Before the Affordable Care Act was enacted, insurance companies could limit which emergency room patients could visit. Now, new insurance plans cannot charge more for emergency services obtained outside of their network.
"I've noticed changes from the insurance company. They are more concerned about our benefits, and if the kids need a physical, they send me a letter. They're on track," said Erica Marmolajo, a mother of three.
Marmolajo says her family's life has improved since the new health care plan kicked in last year.
"I had insurance all through my pregnancy.
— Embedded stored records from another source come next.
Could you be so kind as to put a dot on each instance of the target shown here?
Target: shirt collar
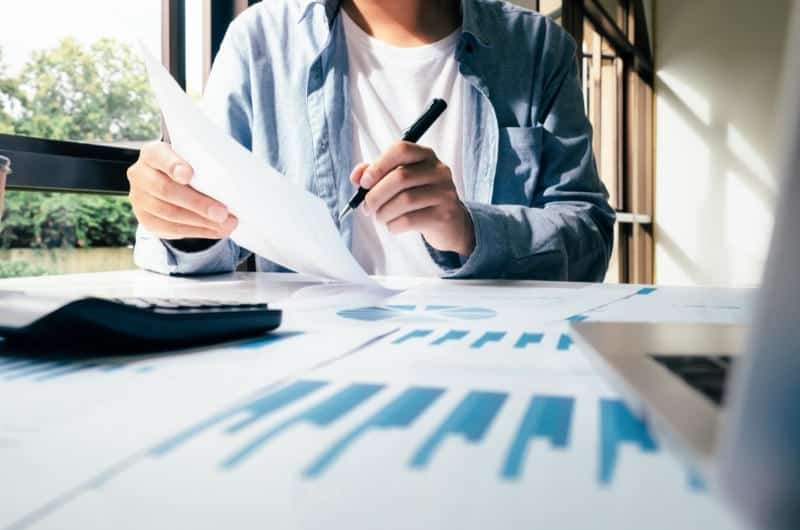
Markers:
(469, 16)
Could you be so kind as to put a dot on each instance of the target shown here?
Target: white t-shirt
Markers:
(390, 87)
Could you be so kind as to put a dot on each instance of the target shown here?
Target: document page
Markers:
(278, 219)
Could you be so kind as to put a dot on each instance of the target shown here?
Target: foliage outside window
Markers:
(97, 93)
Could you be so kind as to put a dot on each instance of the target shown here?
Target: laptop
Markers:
(728, 397)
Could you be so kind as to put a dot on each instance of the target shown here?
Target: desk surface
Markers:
(452, 404)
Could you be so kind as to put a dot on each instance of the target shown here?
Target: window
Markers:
(74, 105)
(615, 60)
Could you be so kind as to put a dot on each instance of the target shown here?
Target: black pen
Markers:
(412, 134)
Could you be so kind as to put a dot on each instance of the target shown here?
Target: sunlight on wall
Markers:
(718, 80)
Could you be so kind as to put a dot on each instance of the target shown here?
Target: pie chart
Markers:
(416, 313)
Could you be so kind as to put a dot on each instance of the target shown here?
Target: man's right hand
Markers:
(164, 203)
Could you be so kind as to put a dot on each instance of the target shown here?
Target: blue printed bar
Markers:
(617, 426)
(547, 417)
(400, 413)
(321, 415)
(471, 419)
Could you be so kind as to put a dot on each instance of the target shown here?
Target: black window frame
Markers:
(57, 165)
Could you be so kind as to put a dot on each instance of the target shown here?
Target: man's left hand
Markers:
(410, 189)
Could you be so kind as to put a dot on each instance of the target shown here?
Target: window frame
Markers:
(58, 165)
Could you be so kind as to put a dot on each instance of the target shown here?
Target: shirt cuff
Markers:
(157, 255)
(491, 248)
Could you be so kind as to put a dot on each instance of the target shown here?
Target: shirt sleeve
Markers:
(227, 103)
(567, 232)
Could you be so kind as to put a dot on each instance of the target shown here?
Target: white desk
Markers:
(455, 405)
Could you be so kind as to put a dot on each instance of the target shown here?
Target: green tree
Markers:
(75, 92)
(98, 93)
(10, 98)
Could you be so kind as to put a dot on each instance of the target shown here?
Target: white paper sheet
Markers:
(49, 414)
(407, 446)
(278, 219)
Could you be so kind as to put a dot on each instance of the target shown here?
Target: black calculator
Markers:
(127, 324)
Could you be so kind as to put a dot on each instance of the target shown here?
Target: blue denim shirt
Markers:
(279, 87)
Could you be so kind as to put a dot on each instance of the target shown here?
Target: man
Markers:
(502, 186)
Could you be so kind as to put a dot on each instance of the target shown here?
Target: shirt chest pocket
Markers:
(519, 158)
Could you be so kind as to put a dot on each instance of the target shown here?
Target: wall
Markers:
(718, 73)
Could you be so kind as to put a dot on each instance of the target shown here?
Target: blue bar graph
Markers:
(400, 413)
(413, 334)
(257, 409)
(452, 335)
(617, 426)
(564, 342)
(41, 370)
(547, 417)
(471, 419)
(321, 415)
(489, 336)
(528, 338)
(577, 318)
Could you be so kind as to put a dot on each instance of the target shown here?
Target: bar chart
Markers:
(547, 417)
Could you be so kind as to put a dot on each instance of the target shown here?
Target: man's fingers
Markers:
(358, 172)
(169, 230)
(408, 201)
(399, 154)
(160, 156)
(398, 180)
(173, 213)
(157, 184)
(417, 221)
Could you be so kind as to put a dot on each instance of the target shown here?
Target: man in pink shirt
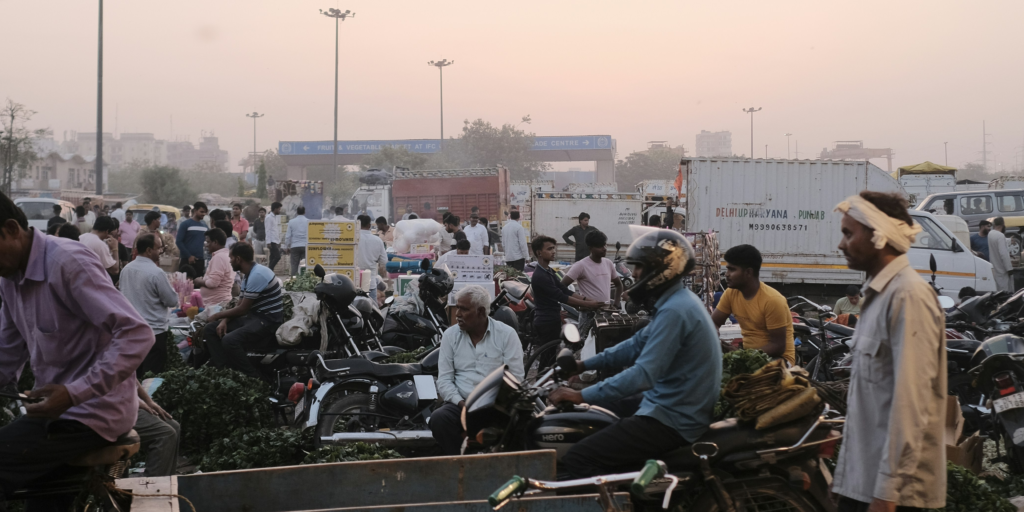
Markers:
(215, 287)
(84, 340)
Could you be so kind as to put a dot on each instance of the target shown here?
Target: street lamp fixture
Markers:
(751, 111)
(440, 65)
(338, 16)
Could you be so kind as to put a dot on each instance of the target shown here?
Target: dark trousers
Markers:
(251, 332)
(156, 360)
(445, 425)
(33, 448)
(624, 446)
(274, 255)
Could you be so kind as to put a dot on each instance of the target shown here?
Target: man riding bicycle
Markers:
(676, 365)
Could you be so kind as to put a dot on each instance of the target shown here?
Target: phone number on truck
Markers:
(777, 227)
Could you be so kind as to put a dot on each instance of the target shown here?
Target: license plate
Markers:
(1008, 402)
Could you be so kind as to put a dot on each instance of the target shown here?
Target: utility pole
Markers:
(255, 115)
(751, 111)
(338, 16)
(440, 65)
(99, 108)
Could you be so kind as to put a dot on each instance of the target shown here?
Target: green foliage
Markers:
(254, 448)
(350, 453)
(166, 185)
(210, 403)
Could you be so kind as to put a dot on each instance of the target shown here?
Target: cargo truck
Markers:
(430, 193)
(785, 209)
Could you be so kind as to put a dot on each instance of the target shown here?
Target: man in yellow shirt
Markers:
(763, 313)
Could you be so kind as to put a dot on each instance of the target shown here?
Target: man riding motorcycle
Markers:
(677, 365)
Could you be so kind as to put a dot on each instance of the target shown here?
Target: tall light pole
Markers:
(338, 16)
(440, 65)
(751, 111)
(255, 115)
(99, 108)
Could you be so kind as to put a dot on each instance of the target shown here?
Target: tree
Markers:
(16, 142)
(482, 144)
(166, 185)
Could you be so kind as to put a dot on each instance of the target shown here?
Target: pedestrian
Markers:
(893, 453)
(190, 238)
(273, 235)
(979, 241)
(998, 253)
(514, 243)
(476, 233)
(146, 288)
(129, 229)
(295, 239)
(579, 235)
(370, 254)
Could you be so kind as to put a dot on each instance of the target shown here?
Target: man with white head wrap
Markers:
(893, 453)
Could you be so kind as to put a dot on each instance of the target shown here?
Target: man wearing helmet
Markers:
(676, 364)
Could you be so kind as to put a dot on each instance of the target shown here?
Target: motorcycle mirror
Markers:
(570, 333)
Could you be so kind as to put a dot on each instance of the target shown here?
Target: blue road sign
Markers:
(431, 145)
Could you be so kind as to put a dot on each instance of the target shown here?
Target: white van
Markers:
(39, 210)
(956, 265)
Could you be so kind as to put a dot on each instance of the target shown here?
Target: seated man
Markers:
(251, 325)
(763, 313)
(676, 364)
(61, 313)
(469, 352)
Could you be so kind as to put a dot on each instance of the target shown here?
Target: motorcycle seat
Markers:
(364, 367)
(121, 450)
(731, 436)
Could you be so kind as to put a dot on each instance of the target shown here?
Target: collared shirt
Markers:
(298, 231)
(462, 366)
(272, 228)
(676, 363)
(514, 241)
(145, 286)
(478, 239)
(65, 314)
(893, 445)
(370, 252)
(218, 280)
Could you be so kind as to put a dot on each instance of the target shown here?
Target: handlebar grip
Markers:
(650, 471)
(510, 487)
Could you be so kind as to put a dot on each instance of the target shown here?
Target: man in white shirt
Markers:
(272, 224)
(370, 253)
(104, 246)
(470, 350)
(998, 254)
(476, 233)
(514, 243)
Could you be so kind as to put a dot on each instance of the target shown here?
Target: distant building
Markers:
(714, 143)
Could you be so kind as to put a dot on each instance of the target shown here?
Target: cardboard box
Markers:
(333, 231)
(330, 256)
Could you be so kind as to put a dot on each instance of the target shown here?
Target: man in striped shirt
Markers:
(253, 324)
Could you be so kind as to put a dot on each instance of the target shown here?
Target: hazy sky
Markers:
(895, 74)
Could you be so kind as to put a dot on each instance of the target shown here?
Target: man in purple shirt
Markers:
(84, 341)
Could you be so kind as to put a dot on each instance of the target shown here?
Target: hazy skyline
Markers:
(902, 75)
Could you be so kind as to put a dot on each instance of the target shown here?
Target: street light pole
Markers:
(440, 65)
(751, 111)
(255, 115)
(338, 16)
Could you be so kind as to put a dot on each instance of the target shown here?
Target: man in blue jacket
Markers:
(676, 364)
(192, 236)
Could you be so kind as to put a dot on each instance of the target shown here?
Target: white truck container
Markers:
(555, 213)
(785, 209)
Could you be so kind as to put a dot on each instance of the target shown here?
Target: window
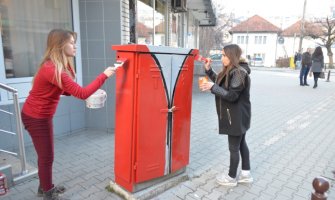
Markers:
(264, 39)
(151, 23)
(24, 28)
(259, 40)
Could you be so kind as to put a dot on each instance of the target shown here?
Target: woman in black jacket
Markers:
(231, 88)
(317, 64)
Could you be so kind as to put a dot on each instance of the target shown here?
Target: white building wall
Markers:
(265, 50)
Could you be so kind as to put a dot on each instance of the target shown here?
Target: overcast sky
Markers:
(271, 8)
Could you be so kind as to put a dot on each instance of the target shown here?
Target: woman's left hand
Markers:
(206, 86)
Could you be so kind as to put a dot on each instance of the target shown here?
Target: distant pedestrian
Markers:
(297, 60)
(55, 77)
(231, 88)
(306, 63)
(317, 64)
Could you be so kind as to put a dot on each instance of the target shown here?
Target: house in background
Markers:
(257, 37)
(291, 39)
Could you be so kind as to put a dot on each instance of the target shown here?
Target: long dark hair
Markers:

I was actually detected with high blood pressure and my baby was born premature, and thanks to that insurance, it helped me out a lot economically, you know, to focus more on my baby, giving her the mother care she needs," Marmolajo said.
Erica is one of four million Californians with Medicare who can now receive free preventive services, such as mammograms and colonoscopies.
Event organizers say the reform act remains crucial to the people who have benefited from it in the last year.
"I think it's a big impact. We were at an event yesterday and someone who had cancer said if the A.C.A. wasn't enacted, I wouldn't be here today," said Diaz.
Diaz thinks repealing the reform act will be tougher than expected.
"The way I see it is that, if you already have a benefit, it's hard to take it away. I don't think people, you know, the general public, is going to like something that they've been given and it's going to get taken away," Diaz said.